Bevor man solche Eingriffe macht und riskiert die Hardware zu schrotten, sollte man ersteinmal, wie in vielen Fällen, sein System säubern, Treiber ordentlich deinstallieren, neueste DX Version/MB-Bios/Graka Treiber installieren und eben alles mal auf den neuesten Stand bringen und wenn es dann immer noch Probleme gibt, zu solchen Methoden greifen.

Wie sieht es denn mit der Stromversorgung aus(Netzteil)? Was sagen die Temps? etc..

MfG


----------



## UnnerveD (29. Januar 2010)

*AW: ATI Radeon HD 5xxx Ausfälle mehren sich*



DiE_FiesE_FliesE schrieb:


> Wenn ihr mit eurem PC nicht umgehen könnt ist das nicht das Problem von ATI.
> 
> Ich habe inzwischen genug Karten sowohl von Nvidia als auch von ATI und hatte NIE irgendwelche Probleme. BEIDE Hersteller machen gute Treiber wobei ich den von ATI ein bisschen übersichtlicher finde.
> 
> Ich baue Computer für Freunde, habe bisher 10 HD 58xx verbaut und noch KEINER hatte einen Ausfall. Ich kenne auch aus meinem Freundeskreis keinen mit einem Ausfall.



Das kann ich weitgehend unterschreiben - mir sind im gesamten Freundeskreis (bisher) keinerlei Probleme bekannt was die 5xxx-Karten angeht. Meine läuft seit September, wurde (damals noch unter Luft) um nahezu 25% übertaktet, durchlief den Furmark stabil, sämtliche Spiele ohne Probleme - jetzt mit WaKü (Garantie - ) ständig leicht übertaktet - ich hab keine Freezes, Blue-/Grey-/Black-/Irgendwasscreens und bin somit absolut zufrieden mit meiner Wahl. Das irgendwann mal die ein oder andere Karte kaputt geht, sollte wohl jedem klar sein.
(Ich erinnere an dieser Stelle an die Panikmache "Schweinegrippe"-> ~14300 Tote - ach du *******: bei ~ 7 Mrd. Menschen weltweit, sowie "Antivir läuft nicht mit Windows 7" -> da hab ich seit Wochen nichts mehr von gehört, aber auch hier wage ich mal zu behaupten, dass nicht mehr als 1% der Win7 User davon betroffen waren/ sind)

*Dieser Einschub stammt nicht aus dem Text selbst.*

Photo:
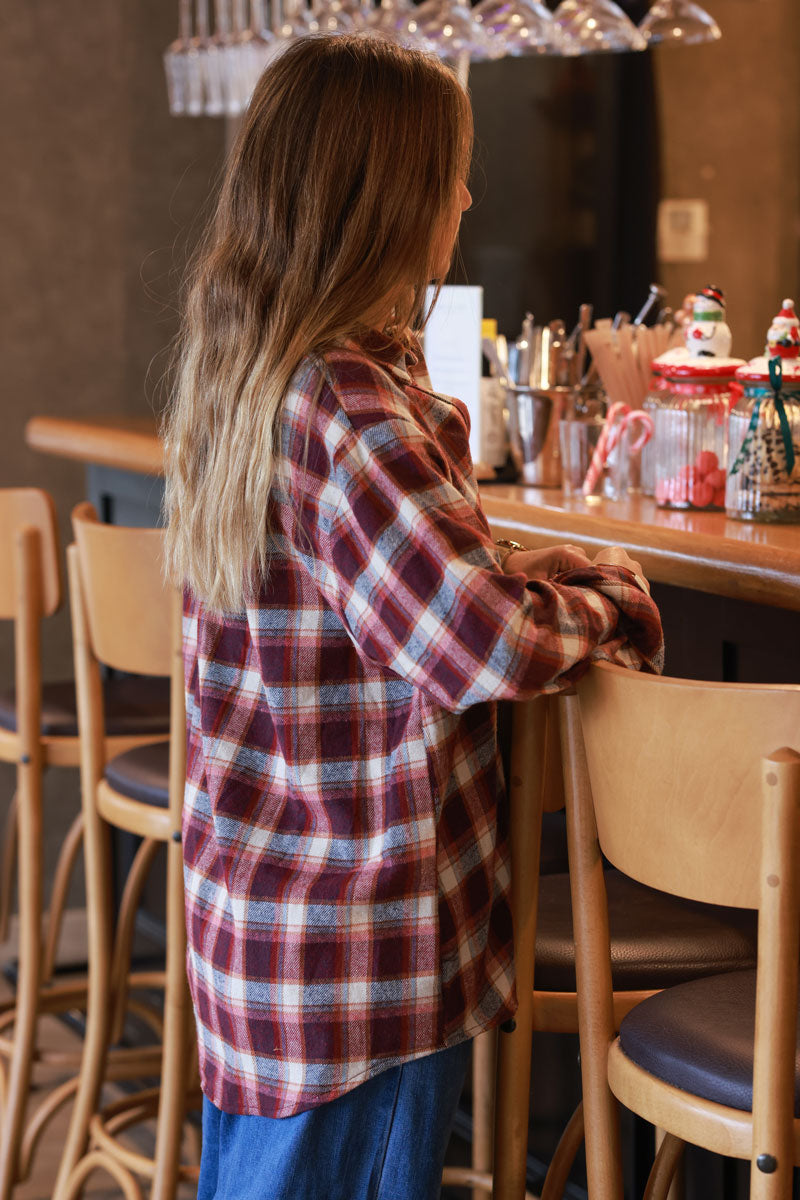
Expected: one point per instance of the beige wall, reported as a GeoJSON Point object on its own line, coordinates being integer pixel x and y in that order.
{"type": "Point", "coordinates": [731, 135]}
{"type": "Point", "coordinates": [101, 186]}
{"type": "Point", "coordinates": [98, 183]}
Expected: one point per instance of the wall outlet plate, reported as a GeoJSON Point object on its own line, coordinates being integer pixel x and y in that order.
{"type": "Point", "coordinates": [683, 231]}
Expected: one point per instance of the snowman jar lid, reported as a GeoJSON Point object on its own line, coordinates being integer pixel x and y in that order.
{"type": "Point", "coordinates": [783, 343]}
{"type": "Point", "coordinates": [707, 342]}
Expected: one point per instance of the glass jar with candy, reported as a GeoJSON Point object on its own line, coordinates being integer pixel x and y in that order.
{"type": "Point", "coordinates": [659, 389]}
{"type": "Point", "coordinates": [691, 419]}
{"type": "Point", "coordinates": [764, 475]}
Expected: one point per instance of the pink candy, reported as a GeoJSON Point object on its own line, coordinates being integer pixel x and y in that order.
{"type": "Point", "coordinates": [702, 484]}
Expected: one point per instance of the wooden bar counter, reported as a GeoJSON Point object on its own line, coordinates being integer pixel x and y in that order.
{"type": "Point", "coordinates": [697, 551]}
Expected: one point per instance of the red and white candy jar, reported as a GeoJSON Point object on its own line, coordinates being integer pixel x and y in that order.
{"type": "Point", "coordinates": [691, 432]}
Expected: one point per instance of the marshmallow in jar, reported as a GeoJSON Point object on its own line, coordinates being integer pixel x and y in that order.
{"type": "Point", "coordinates": [764, 475]}
{"type": "Point", "coordinates": [691, 414]}
{"type": "Point", "coordinates": [651, 402]}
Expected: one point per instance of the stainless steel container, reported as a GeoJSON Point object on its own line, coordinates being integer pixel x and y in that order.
{"type": "Point", "coordinates": [535, 432]}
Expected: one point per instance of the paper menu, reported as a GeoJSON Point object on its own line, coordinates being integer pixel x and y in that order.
{"type": "Point", "coordinates": [452, 351]}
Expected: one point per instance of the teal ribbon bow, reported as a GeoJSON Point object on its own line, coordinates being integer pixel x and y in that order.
{"type": "Point", "coordinates": [776, 381]}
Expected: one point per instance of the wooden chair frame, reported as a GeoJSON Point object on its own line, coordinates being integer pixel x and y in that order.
{"type": "Point", "coordinates": [30, 591]}
{"type": "Point", "coordinates": [145, 636]}
{"type": "Point", "coordinates": [723, 747]}
{"type": "Point", "coordinates": [501, 1065]}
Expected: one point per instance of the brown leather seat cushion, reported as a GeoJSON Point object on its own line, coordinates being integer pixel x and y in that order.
{"type": "Point", "coordinates": [699, 1038]}
{"type": "Point", "coordinates": [134, 705]}
{"type": "Point", "coordinates": [656, 940]}
{"type": "Point", "coordinates": [143, 774]}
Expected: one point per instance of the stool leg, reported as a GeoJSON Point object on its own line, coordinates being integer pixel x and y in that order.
{"type": "Point", "coordinates": [64, 869]}
{"type": "Point", "coordinates": [558, 1173]}
{"type": "Point", "coordinates": [485, 1049]}
{"type": "Point", "coordinates": [98, 909]}
{"type": "Point", "coordinates": [7, 863]}
{"type": "Point", "coordinates": [178, 1029]}
{"type": "Point", "coordinates": [29, 870]}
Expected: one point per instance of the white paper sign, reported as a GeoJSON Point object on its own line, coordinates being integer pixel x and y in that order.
{"type": "Point", "coordinates": [452, 352]}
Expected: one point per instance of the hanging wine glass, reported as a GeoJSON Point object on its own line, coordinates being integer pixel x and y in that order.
{"type": "Point", "coordinates": [257, 46]}
{"type": "Point", "coordinates": [176, 61]}
{"type": "Point", "coordinates": [593, 27]}
{"type": "Point", "coordinates": [518, 28]}
{"type": "Point", "coordinates": [396, 19]}
{"type": "Point", "coordinates": [360, 12]}
{"type": "Point", "coordinates": [451, 31]}
{"type": "Point", "coordinates": [216, 75]}
{"type": "Point", "coordinates": [679, 22]}
{"type": "Point", "coordinates": [298, 21]}
{"type": "Point", "coordinates": [332, 17]}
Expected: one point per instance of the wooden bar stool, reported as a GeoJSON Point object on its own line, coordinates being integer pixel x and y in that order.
{"type": "Point", "coordinates": [690, 787]}
{"type": "Point", "coordinates": [656, 941]}
{"type": "Point", "coordinates": [38, 730]}
{"type": "Point", "coordinates": [125, 617]}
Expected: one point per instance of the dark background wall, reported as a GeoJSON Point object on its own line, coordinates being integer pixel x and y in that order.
{"type": "Point", "coordinates": [102, 189]}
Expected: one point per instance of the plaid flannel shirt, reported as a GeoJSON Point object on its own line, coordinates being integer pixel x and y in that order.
{"type": "Point", "coordinates": [344, 829]}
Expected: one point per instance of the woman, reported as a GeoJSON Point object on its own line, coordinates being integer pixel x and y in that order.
{"type": "Point", "coordinates": [348, 630]}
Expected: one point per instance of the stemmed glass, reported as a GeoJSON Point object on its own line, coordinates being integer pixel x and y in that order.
{"type": "Point", "coordinates": [450, 31]}
{"type": "Point", "coordinates": [679, 22]}
{"type": "Point", "coordinates": [518, 27]}
{"type": "Point", "coordinates": [298, 21]}
{"type": "Point", "coordinates": [591, 27]}
{"type": "Point", "coordinates": [396, 19]}
{"type": "Point", "coordinates": [256, 46]}
{"type": "Point", "coordinates": [176, 61]}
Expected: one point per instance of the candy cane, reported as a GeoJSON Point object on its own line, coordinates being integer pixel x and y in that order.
{"type": "Point", "coordinates": [602, 449]}
{"type": "Point", "coordinates": [645, 433]}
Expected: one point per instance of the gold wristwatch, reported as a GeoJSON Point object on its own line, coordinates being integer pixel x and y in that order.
{"type": "Point", "coordinates": [509, 546]}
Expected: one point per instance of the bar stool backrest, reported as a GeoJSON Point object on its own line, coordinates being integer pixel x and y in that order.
{"type": "Point", "coordinates": [675, 769]}
{"type": "Point", "coordinates": [25, 510]}
{"type": "Point", "coordinates": [127, 600]}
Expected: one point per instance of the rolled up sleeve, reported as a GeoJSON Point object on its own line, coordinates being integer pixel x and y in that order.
{"type": "Point", "coordinates": [420, 591]}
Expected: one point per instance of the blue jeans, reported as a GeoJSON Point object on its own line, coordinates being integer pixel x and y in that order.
{"type": "Point", "coordinates": [384, 1140]}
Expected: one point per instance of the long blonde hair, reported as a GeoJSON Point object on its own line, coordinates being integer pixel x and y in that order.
{"type": "Point", "coordinates": [332, 202]}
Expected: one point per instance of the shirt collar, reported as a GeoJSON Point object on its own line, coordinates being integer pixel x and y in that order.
{"type": "Point", "coordinates": [397, 357]}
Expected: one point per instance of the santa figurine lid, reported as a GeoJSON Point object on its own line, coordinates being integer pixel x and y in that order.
{"type": "Point", "coordinates": [782, 342]}
{"type": "Point", "coordinates": [783, 335]}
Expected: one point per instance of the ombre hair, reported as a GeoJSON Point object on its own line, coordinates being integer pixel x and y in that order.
{"type": "Point", "coordinates": [329, 217]}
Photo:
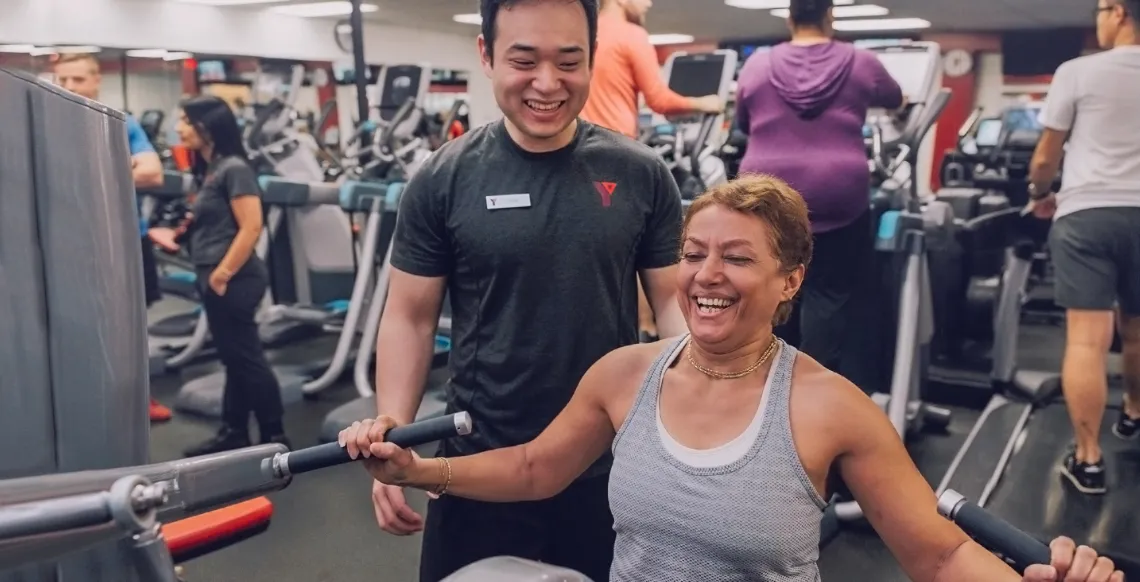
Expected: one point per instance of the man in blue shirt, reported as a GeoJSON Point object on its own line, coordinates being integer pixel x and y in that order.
{"type": "Point", "coordinates": [80, 74]}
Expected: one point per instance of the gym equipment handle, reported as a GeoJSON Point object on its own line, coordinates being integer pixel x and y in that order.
{"type": "Point", "coordinates": [415, 434]}
{"type": "Point", "coordinates": [993, 532]}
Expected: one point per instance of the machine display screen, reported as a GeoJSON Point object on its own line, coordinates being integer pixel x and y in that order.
{"type": "Point", "coordinates": [910, 70]}
{"type": "Point", "coordinates": [697, 76]}
{"type": "Point", "coordinates": [401, 82]}
{"type": "Point", "coordinates": [988, 133]}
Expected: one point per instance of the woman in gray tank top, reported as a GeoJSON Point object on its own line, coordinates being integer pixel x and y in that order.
{"type": "Point", "coordinates": [723, 439]}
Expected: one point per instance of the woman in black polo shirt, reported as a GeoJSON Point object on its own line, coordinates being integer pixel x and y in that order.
{"type": "Point", "coordinates": [227, 221]}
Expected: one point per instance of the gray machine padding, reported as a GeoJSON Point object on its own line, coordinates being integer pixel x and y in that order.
{"type": "Point", "coordinates": [507, 568]}
{"type": "Point", "coordinates": [73, 388]}
{"type": "Point", "coordinates": [342, 417]}
{"type": "Point", "coordinates": [203, 396]}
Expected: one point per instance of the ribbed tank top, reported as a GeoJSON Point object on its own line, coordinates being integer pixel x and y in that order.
{"type": "Point", "coordinates": [755, 518]}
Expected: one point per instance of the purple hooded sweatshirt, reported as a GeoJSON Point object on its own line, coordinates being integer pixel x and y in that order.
{"type": "Point", "coordinates": [803, 108]}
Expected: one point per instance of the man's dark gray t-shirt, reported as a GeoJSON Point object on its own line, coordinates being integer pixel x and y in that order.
{"type": "Point", "coordinates": [542, 253]}
{"type": "Point", "coordinates": [214, 226]}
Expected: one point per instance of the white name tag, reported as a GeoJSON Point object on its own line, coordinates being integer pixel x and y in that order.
{"type": "Point", "coordinates": [509, 201]}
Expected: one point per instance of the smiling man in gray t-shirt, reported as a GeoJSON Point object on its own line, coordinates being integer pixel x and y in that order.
{"type": "Point", "coordinates": [1096, 238]}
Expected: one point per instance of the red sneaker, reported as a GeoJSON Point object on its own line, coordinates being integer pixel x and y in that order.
{"type": "Point", "coordinates": [159, 412]}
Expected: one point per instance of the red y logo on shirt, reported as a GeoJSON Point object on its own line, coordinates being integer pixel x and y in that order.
{"type": "Point", "coordinates": [605, 189]}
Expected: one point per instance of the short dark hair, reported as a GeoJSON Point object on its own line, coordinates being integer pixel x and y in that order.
{"type": "Point", "coordinates": [214, 122]}
{"type": "Point", "coordinates": [489, 9]}
{"type": "Point", "coordinates": [809, 13]}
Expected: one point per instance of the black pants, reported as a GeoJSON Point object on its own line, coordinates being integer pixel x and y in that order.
{"type": "Point", "coordinates": [153, 293]}
{"type": "Point", "coordinates": [251, 385]}
{"type": "Point", "coordinates": [835, 320]}
{"type": "Point", "coordinates": [572, 530]}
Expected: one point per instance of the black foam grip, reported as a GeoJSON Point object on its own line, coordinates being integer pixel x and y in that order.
{"type": "Point", "coordinates": [415, 434]}
{"type": "Point", "coordinates": [996, 534]}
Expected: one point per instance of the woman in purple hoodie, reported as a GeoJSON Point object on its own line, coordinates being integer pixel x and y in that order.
{"type": "Point", "coordinates": [803, 106]}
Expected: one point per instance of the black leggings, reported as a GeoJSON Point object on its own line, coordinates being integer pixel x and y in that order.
{"type": "Point", "coordinates": [836, 318]}
{"type": "Point", "coordinates": [251, 385]}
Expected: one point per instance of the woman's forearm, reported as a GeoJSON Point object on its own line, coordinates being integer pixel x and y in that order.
{"type": "Point", "coordinates": [971, 563]}
{"type": "Point", "coordinates": [239, 249]}
{"type": "Point", "coordinates": [501, 475]}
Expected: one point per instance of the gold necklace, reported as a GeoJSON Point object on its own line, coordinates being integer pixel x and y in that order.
{"type": "Point", "coordinates": [730, 376]}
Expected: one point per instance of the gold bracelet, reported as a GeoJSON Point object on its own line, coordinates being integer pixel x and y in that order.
{"type": "Point", "coordinates": [445, 475]}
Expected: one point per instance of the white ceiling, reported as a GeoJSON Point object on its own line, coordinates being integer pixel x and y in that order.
{"type": "Point", "coordinates": [713, 19]}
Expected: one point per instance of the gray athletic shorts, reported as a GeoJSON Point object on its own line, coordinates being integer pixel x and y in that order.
{"type": "Point", "coordinates": [1097, 260]}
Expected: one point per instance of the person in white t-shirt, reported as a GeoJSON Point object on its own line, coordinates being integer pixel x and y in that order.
{"type": "Point", "coordinates": [1094, 240]}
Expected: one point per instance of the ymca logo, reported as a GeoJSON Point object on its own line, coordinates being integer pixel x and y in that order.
{"type": "Point", "coordinates": [605, 189]}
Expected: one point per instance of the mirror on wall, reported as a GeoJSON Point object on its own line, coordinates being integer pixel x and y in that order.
{"type": "Point", "coordinates": [315, 98]}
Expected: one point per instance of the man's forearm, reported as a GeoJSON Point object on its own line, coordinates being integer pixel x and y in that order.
{"type": "Point", "coordinates": [404, 355]}
{"type": "Point", "coordinates": [146, 171]}
{"type": "Point", "coordinates": [501, 475]}
{"type": "Point", "coordinates": [971, 563]}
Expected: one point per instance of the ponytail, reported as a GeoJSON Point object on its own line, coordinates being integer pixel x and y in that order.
{"type": "Point", "coordinates": [809, 13]}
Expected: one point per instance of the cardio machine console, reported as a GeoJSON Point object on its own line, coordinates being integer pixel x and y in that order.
{"type": "Point", "coordinates": [915, 66]}
{"type": "Point", "coordinates": [699, 74]}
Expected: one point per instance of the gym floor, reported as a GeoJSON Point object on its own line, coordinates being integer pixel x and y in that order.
{"type": "Point", "coordinates": [324, 527]}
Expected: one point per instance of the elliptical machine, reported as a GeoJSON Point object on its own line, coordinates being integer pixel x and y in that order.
{"type": "Point", "coordinates": [906, 224]}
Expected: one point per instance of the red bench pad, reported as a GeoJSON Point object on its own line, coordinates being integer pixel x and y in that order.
{"type": "Point", "coordinates": [194, 537]}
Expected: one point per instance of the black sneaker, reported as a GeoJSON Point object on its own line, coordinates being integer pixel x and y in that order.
{"type": "Point", "coordinates": [226, 440]}
{"type": "Point", "coordinates": [1086, 477]}
{"type": "Point", "coordinates": [1126, 428]}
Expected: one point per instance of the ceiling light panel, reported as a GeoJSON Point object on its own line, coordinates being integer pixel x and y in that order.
{"type": "Point", "coordinates": [230, 2]}
{"type": "Point", "coordinates": [844, 11]}
{"type": "Point", "coordinates": [322, 9]}
{"type": "Point", "coordinates": [469, 18]}
{"type": "Point", "coordinates": [881, 24]}
{"type": "Point", "coordinates": [771, 5]}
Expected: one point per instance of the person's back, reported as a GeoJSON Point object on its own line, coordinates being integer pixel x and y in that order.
{"type": "Point", "coordinates": [1102, 157]}
{"type": "Point", "coordinates": [1090, 122]}
{"type": "Point", "coordinates": [804, 108]}
{"type": "Point", "coordinates": [626, 66]}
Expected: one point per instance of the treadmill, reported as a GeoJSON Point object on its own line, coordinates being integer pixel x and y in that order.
{"type": "Point", "coordinates": [203, 396]}
{"type": "Point", "coordinates": [434, 401]}
{"type": "Point", "coordinates": [690, 144]}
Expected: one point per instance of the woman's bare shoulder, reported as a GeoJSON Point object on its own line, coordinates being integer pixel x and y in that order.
{"type": "Point", "coordinates": [623, 370]}
{"type": "Point", "coordinates": [827, 394]}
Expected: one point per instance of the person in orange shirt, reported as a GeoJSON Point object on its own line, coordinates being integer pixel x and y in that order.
{"type": "Point", "coordinates": [626, 65]}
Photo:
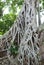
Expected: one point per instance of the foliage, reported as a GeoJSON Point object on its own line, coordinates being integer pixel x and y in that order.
{"type": "Point", "coordinates": [14, 49]}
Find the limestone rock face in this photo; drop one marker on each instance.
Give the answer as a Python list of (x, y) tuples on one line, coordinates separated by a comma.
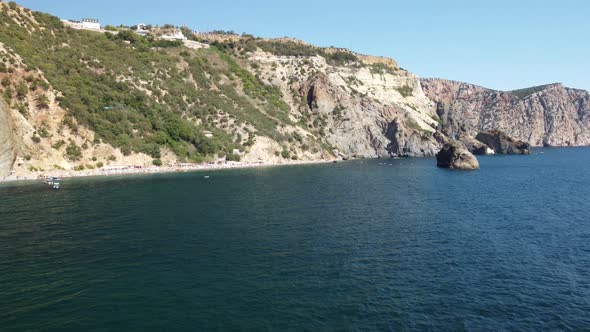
[(359, 111), (550, 115), (454, 155), (501, 143)]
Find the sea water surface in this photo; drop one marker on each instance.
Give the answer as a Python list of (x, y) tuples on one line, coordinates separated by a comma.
[(362, 245)]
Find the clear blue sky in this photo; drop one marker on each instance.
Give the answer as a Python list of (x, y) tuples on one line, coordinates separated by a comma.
[(501, 44)]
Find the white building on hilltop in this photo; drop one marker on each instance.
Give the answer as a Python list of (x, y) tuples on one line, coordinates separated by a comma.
[(142, 29), (90, 23), (175, 35)]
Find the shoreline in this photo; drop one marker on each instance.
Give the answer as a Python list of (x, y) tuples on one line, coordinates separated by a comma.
[(133, 170)]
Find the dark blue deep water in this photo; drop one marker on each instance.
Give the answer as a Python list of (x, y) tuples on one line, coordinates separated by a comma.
[(358, 245)]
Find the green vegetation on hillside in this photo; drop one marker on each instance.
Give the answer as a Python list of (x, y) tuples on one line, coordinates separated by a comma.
[(140, 94)]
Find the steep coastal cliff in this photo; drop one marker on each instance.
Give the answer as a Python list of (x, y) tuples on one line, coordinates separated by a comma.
[(550, 115), (84, 100)]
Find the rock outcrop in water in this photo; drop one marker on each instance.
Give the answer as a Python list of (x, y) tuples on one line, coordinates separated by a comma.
[(549, 115), (454, 155), (501, 143)]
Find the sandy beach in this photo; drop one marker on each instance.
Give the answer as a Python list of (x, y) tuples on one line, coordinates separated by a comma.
[(138, 170)]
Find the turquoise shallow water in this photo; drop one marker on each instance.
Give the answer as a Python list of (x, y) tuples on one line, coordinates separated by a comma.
[(369, 245)]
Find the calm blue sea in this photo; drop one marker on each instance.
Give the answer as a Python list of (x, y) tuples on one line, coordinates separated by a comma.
[(362, 245)]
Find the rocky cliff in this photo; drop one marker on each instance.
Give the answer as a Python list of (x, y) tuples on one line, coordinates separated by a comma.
[(78, 100), (84, 100), (7, 146), (550, 115)]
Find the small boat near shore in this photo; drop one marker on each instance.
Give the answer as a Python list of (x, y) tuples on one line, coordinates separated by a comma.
[(52, 181)]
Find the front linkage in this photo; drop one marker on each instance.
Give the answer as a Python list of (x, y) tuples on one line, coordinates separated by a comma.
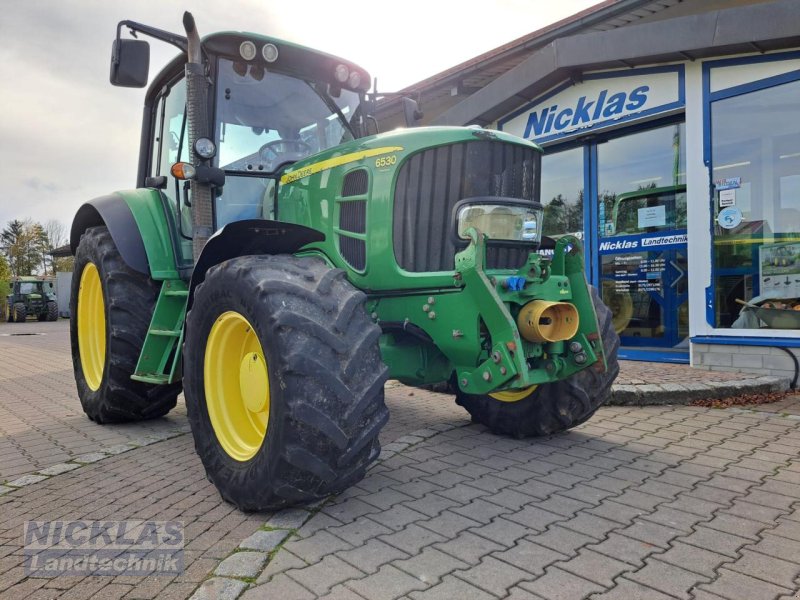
[(498, 332)]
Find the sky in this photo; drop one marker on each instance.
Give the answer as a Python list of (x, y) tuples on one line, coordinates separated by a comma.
[(67, 135)]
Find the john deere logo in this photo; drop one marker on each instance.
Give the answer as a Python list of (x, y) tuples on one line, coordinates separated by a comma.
[(586, 111)]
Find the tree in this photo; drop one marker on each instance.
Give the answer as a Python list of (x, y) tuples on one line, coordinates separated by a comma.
[(56, 234), (22, 242)]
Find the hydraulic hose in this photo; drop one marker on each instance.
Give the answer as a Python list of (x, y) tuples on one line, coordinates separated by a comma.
[(197, 86)]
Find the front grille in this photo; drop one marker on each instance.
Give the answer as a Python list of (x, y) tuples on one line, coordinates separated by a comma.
[(354, 251), (431, 182), (353, 216), (355, 183)]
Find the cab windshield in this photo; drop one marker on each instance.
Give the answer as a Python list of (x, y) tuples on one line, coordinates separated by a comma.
[(267, 120)]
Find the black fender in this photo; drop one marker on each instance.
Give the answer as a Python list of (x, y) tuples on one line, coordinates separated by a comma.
[(247, 238), (113, 212)]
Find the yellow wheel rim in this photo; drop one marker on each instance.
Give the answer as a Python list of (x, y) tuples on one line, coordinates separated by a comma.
[(513, 395), (91, 326), (236, 382)]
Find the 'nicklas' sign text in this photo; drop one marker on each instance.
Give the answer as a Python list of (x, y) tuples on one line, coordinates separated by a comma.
[(598, 101)]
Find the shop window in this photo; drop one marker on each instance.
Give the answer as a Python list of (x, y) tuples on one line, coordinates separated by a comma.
[(562, 193), (755, 166)]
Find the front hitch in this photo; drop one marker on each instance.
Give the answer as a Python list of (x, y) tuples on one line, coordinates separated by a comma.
[(553, 309)]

Mein Tip also - einfach mal objektiv (manche mögen es nüchtern nennen) an solche Artikel rangehen und dann entsprechend darauf antworten, oder es bleiben lassen, dieses Gehetze gegen den einen oder anderen Hersteller ist totaler Nonsens - zumal führt es immer zum Gleichen: Die Mods verteilen Strafpunkte, schließen den Thread, etc.
Falls jmd. wirklich Interesse hat sachlich zu diskutieren soll er dies hier tun, allen Anderen seien die Foren von freenet, gmx, web, chip, BILD! empfohlen.

Achja, mir ist tatsächlich mal eine Radeon abgeraucht: eine passive 6200 LE im verstaubten/ verdreckten Miditower mit 1 Gehäuselüfter 

mfG


----------



## XE85 (29. Januar 2010)

*AW: ATI Radeon HD 5xxx Ausfälle mehren sich*

Ich halte es für panikmache - es ist wie beim sockel 1156 Problem - einige gehn kaputt - das ist sehr schade und sollte nicht sein - aber der großteil funktioniert

meine 5970 funkt jdefalls einwandfrei



Atosch schrieb:


> Deswegen Sag ich "Hut Ab vor Nvidia"
> Die reifen Ihre Produkte wenigstens aus bevor Sie den Markt damit sättigen.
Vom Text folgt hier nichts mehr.